I submitted the $100,000 in medical bills to the adjuster with a demand for a million and settled my own case for $500,000. So sorry you lawyers didn’t get your hooks into his money!”
So sorry that your bias against attorneys cost your son so much. It’s too late for you, but I’ll list ten reasons why this was a BIG mistake so that other people might make a better choice.
Why I Settled My Own Case Without The Need Of An Attorney?
I realized the top benefits of settling my own case without the help of a lawyer and I think you should also take a step forward for this when you come across a similar situation like mine.
- Average jury verdicts for this type of case are much higher than that.
- Did you know before settling this case that your HMO or health insurer had a legal lien against your son’s settlement? How much did you have to pay the health insurer or HMO to reimburse them for the medical bills they paid? Probably the full $100,000. A skilled attorney could probably have structured it so they got less or even nothing.
- A serious case like this is almost always assigned to a more senior insurance claims adjuster. What are the odds that the drunk’s claims adjuster hasn’t picked up any skill or tricks in 30 years of protecting his employer’s purse? How did your experience compare?

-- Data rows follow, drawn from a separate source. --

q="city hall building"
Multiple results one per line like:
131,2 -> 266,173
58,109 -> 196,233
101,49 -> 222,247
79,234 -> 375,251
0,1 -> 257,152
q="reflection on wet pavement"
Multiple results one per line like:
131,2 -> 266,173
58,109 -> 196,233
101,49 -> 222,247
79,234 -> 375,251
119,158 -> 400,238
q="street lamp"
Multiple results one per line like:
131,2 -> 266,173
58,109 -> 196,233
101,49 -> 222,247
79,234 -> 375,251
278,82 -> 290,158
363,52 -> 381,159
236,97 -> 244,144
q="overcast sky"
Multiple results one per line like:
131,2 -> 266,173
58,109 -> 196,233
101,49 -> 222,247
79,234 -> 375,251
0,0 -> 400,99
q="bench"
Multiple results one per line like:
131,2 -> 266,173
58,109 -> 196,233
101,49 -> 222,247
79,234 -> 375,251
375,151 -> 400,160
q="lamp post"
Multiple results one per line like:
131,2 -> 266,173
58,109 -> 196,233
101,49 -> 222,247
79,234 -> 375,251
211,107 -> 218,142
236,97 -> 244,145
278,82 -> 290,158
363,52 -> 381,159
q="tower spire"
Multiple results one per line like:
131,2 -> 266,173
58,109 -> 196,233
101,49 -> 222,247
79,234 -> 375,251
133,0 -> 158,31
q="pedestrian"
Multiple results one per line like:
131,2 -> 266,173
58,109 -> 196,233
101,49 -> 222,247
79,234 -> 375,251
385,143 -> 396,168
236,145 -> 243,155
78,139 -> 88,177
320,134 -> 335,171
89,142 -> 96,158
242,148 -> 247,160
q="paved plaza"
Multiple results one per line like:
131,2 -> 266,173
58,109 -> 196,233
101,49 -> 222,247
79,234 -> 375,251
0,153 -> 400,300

- Based on your last sentence, I would assume that you also shared your feelings about attorneys with the drunk’s insurance adjuster. This would have been music to his ears. No doubt he agreed and even told you that you didn’t need a lawyer, but what he likely wrote down in your file was “Will never hire a lawyer.” Perhaps you thought that conversation created some “bond” with the adjuster that would benefit you. Consider this: did he probably discourage hiring an attorney to benefit you or the company that pays his salary and promotes him?
- I guess that you picked $1,000,000 as your first demand because this was the policy limit. An experienced attorney would have gotten the firm’s balance sheet and made demands against their assets as well as their insurance since the driver was most likely on the job and the company is responsible for his negligence over and above the insurance limits.
- The insurance adjuster likely threw some claimed “exclusion” from insurance coverage at you, claiming that probably no insurance is applicable for your accident. He may even have mailed you a clipped excerpt from the policy taken out of context to back it up. An experienced attorney might have laughed at this, but a layman would probably lower his demand in the belief that if they pressed this “exclusion”, you’d get nothing. Common ploy.
- It’s unlikely you saved any money by not paying attorney fees. If an attorney would have gotten over a million for this claim, even with a 33 1/3 contingency fee, you’d have netted roughly $666,000 instead of the $400,000 you probably got after medical liens.
- You only mentioned sending the adjuster the medical bills. You probably did not hire an economist to protect your son’s income losses through the age of retirement, nor a medical expert to estimate the future cost of medical care, nor the cost of special equipment for the rest of his life, nor a psychiatrist to write a report on the emotional impact. This can be expensive, but some or all of this may be well worth the investment. Most people who have suffered a tragedy like this do not have tens of thousands to spend on such claim development. An attorney advances these expenses as part of the service for which he earns his fee. No doubt the adjuster pointed out the uncertainty of your son’s future losses to bargain you down, but I’ll wager he did NOT suggest how to remedy this defect.
- The adjuster’s job is not to cradle you in his “good hands”. His job is to dispose of your claim for as little money as possible.
- I’ll bet you didn’t know that by law, you were entitled to collect all your attorney fees from the drunk to pay for the cost of suing him. For this reason, you probably gained nothing by not hiring an attorney.
Conclusion:
These ten points are the tip of the iceberg. There is virtually no death or very serious injury case that should be handled without an experienced attorney’s help. Therefore, this is all about my experience about how I settled my own case and I hope you have got my point!